If you plan to share the converted model, prefer publishing it on the mlx-community organization on Hugging Face. It is the shared home for ready-to-use MLX weights across projects like mlx-lm, mlx-vlm, mlx-swift-examples, and mlx-audio, so publishing there keeps MLX-native checkpoints discoverable in one place.
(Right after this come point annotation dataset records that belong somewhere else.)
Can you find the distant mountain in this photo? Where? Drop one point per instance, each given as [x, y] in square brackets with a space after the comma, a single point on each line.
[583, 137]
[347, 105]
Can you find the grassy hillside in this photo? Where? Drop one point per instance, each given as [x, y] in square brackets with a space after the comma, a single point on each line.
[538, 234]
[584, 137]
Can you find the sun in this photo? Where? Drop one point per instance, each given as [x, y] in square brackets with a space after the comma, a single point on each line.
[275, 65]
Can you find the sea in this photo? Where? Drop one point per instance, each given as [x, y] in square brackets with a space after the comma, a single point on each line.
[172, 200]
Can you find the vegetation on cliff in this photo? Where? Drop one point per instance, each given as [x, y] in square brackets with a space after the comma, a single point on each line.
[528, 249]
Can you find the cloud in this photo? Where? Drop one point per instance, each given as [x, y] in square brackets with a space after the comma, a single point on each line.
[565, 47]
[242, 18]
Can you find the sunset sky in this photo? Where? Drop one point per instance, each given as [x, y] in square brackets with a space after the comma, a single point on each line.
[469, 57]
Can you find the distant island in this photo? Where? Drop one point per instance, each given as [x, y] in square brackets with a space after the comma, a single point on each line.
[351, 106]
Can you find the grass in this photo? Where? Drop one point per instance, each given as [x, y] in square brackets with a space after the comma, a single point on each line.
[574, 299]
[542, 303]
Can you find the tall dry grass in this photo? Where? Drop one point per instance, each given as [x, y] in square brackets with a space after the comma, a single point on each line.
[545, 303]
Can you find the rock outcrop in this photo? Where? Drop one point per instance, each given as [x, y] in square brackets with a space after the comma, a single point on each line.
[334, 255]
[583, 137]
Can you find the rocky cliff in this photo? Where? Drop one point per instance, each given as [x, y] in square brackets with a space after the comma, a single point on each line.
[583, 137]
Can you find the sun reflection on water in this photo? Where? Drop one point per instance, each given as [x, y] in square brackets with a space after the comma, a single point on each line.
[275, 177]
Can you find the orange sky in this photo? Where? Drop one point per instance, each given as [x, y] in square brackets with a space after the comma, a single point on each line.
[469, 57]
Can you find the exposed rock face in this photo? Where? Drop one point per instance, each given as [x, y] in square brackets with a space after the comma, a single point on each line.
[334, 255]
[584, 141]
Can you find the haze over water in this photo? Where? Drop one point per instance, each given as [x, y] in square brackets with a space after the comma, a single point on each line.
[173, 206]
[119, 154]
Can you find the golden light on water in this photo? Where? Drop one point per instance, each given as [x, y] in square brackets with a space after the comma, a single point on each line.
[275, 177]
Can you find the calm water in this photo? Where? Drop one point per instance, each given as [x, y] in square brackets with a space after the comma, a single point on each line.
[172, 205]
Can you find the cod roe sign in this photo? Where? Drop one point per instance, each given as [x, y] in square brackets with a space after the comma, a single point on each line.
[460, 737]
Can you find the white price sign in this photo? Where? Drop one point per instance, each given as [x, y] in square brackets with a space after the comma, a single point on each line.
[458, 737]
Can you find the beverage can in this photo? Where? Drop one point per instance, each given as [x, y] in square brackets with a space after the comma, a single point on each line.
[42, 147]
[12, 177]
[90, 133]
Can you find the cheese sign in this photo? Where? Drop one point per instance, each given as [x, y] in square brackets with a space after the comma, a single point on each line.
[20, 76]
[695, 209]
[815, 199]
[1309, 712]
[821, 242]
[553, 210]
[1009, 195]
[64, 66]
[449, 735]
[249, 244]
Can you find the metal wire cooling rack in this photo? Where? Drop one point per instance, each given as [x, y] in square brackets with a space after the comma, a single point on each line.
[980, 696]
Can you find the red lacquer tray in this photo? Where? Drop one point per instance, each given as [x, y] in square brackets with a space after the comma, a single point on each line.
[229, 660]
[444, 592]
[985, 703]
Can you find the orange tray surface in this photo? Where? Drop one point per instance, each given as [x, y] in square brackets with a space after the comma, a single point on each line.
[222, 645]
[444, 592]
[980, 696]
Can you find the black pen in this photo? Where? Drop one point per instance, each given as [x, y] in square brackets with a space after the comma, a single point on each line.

If you cannot publish directly to mlx-community, use your own namespace first and link it from the docs. We should still encourage new model contributors to be part of the mlx-community org when possible.

Test

Write a basic test:

from mlx_audio.tts.utils import load_model

def test_my_model():
    model = load_model("path/to/my-model-bf16")
    results = list(model.generate("Hello, world!"))
    assert len(results) > 0
    assert results[0].audio.shape[0] > 0

Run it:

pytest mlx_audio/tts/tests/test_my_model.py

Step 5: Add Documentation

  1. Add a model page in docs/models/tts/ (or stt/).
  2. Add the page to the nav section in mkdocs.yml.
  3. Optionally add a README.md inside your model directory for model-specific details.
  4. If the model is published on Hugging Face, prefer an mlx-community/... repo when available and link that repo from the docs.
  5. Make sure your PR includes the docs change. The docs workflow will fail if model files change without a matching docs update.

Checklist

  • [ ] Model package created under mlx_audio/{tts,stt}/models/
  • [ ] __init__.py exports Model and ModelConfig
  • [ ] generate() method yields GenerationResult objects
  • [ ] Model type registered in MODEL_REMAPPING (if needed)
  • [ ] Weights converted to MLX .safetensors format
  • [ ] Hugging Face repo chosen and linked in docs (mlx-community/... preferred)
  • [ ] Basic test written and passing
  • [ ] Documentation page added
  • [ ] PR submitted with a clear description